On Wednesday, the sprawling, two-level boutique at 374 Rue Saint-Honoré in Paris, while still fully merchandised, was also packed with models, technicians and Balmain executives — as bustling as any backstage. Meanwhile, the window — wallpapered with an archival monogram — offered the public a rare chance to watch a live fashion shoot. (The spectacle was also streamed live on Balmain’s YouTube channel.)
Boasting 6.3 million followers on Instagram, Rousteing acknowledges that he’s a master of the selfie, and at leveraging social media. “But digital is not enough. We need to be careful with the way fashion is going now because we are building emotions. And the computer, or an iPhone, cannot give the entire emotion that we want.”
Rousteing’s public fashion shoot was also a way to celebrate the fact that French authorities recently allowed nonessential retail businesses to reopen after a monthlong shutdown.
The 75-year-old house has a history of incorporating its stores into campaigns. Founding couturier Pierre Balmain often shot his collections on the street in front of Balmain’s original address, at 44 Rue François Premier.
Rousteing did precisely that recently, arranging luggage and accessories on the sidewalk for Balmain’s new 1945 line that reprised a monogram from the Seventies.

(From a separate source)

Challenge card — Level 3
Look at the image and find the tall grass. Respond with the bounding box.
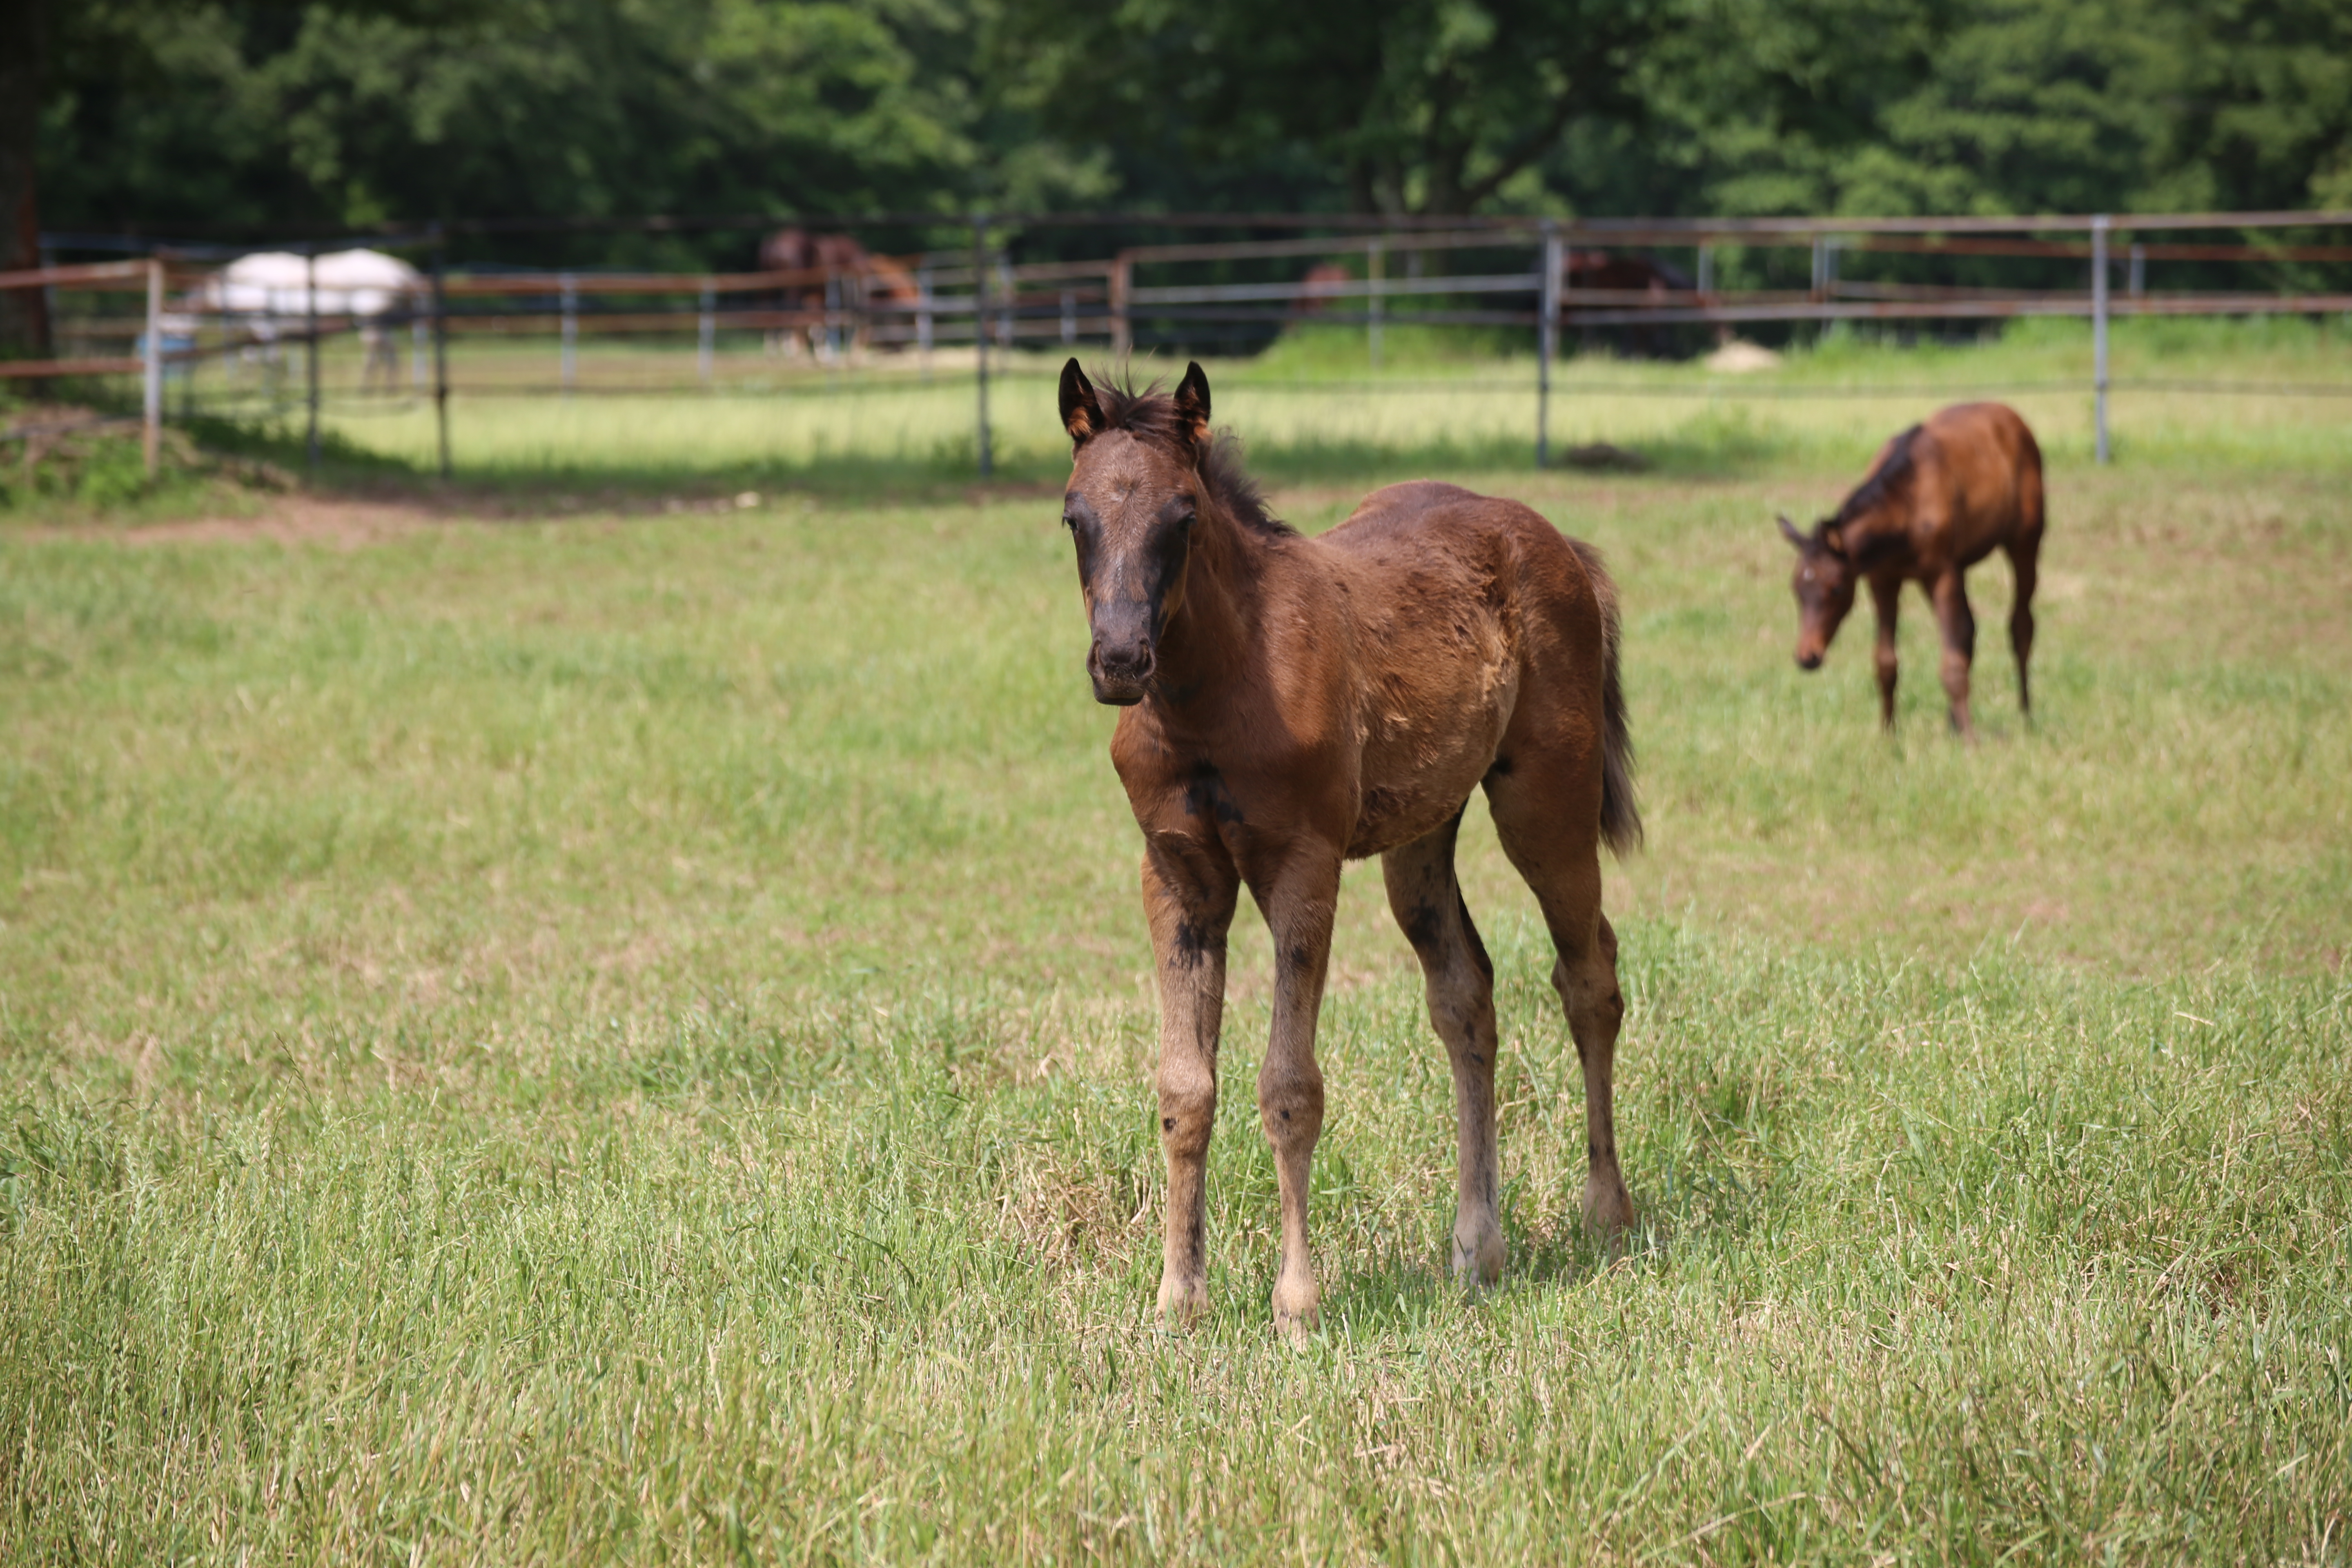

He first picked up his camera for Balmain’s resort collection, shooting the look book himself at a château in Normandy.
The designer said he had plenty of time to practice his skills during lockdown. Before that, he soaked up knowledge about fashion photography, having worked with a fleet of marquee talents including Steven Klein and Inez van Lamsweerde and Vinoodh Matadin.
What does he strive for in a fashion photo?
“I just hope that the picture that I take will be timeless, just like I hope my collection will stay in time,” he said.
Rousteing said he sometimes gets the shot with the first click. “Sometimes 2,000,” he said with a laugh, “but when it’s the one, it’s the one. And I’m pretty sure of what I do. So when I am happy with something, no one can not convince me that I shouldn’t be.”
He said the pre-fall images would first be shared with Balmain’s wholesale clients, and then later be used for online channels.